Weak Convergence of Path-Dependent SDEs in Basket CDS Pricing with Contagion Risk

TL;DR

This paper establishes conditions for the weak convergence of numerical solutions to path-dependent stochastic differential equations used in basket CDS pricing with contagion risk, addressing analytical challenges in modeling systematic market volatility.

Contribution

It provides new sufficient conditions ensuring the convergence of numerical approximations for path-dependent SDEs in credit risk modeling, improving computational reliability.

Findings

Identified conditions for weak convergence of path-dependent SDE solutions.

Addressed convergence issues in basket CDS pricing models with contagion risk.

Enhanced understanding of numerical approximation stability in complex credit models.

Abstract

We investigate the computational aspects of the basket CDS pricing with counterparty risk under a credit contagion model of multinames.
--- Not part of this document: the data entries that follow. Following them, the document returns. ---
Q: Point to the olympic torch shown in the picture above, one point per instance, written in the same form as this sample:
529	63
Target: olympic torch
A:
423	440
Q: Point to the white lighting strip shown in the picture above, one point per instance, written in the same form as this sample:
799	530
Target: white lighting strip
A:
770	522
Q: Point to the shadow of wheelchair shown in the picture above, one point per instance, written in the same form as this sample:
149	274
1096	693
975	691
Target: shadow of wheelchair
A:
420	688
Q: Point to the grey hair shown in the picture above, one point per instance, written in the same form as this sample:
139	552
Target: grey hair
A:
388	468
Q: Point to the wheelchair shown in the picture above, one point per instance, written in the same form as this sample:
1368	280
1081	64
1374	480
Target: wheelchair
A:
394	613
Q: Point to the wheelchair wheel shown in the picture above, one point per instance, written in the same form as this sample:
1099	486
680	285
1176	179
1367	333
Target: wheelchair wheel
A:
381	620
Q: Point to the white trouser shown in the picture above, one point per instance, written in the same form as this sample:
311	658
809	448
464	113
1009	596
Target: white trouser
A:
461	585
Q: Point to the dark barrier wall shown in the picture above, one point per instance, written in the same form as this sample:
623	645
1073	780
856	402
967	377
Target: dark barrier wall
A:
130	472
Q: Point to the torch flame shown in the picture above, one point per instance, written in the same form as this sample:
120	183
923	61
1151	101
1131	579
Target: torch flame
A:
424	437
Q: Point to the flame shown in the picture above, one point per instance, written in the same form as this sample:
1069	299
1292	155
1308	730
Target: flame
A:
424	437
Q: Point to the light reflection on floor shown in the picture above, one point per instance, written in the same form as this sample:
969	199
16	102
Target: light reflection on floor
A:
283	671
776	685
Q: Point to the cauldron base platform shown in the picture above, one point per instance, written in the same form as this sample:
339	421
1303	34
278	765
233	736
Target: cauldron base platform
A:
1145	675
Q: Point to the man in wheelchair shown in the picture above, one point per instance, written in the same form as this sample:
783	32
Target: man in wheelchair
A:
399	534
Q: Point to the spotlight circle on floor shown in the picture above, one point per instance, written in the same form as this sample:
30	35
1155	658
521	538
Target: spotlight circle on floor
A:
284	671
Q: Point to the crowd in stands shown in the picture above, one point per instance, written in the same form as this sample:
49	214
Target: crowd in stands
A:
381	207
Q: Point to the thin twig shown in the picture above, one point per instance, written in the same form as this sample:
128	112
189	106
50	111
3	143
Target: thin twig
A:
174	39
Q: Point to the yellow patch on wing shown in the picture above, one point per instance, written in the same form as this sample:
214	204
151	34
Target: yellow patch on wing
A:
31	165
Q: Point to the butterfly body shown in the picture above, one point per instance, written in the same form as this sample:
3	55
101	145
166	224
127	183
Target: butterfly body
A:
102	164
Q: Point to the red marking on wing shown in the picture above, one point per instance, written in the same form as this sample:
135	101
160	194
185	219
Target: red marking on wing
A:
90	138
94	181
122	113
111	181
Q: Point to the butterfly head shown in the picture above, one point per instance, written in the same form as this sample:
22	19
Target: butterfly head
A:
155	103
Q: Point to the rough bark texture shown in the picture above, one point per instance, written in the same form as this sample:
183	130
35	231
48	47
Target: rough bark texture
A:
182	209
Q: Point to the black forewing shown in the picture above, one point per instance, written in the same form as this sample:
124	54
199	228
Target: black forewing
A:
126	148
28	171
This model enables us to capture the systematic volatility increases in the market triggered by a particular bankruptcy. The drawback of this problem is its analytical complication due to its path-dependent functional, which bears a potential failure in its convergence of numerical approximation under standing assumptions. In this paper we find sufficient conditions for the desired convergence of the functionals associated with a class of path-dependent stochastic differential equations. The main ingredient is to identify the weak convergence of the approximated solution to the underlying path-dependent stochastic differential equation.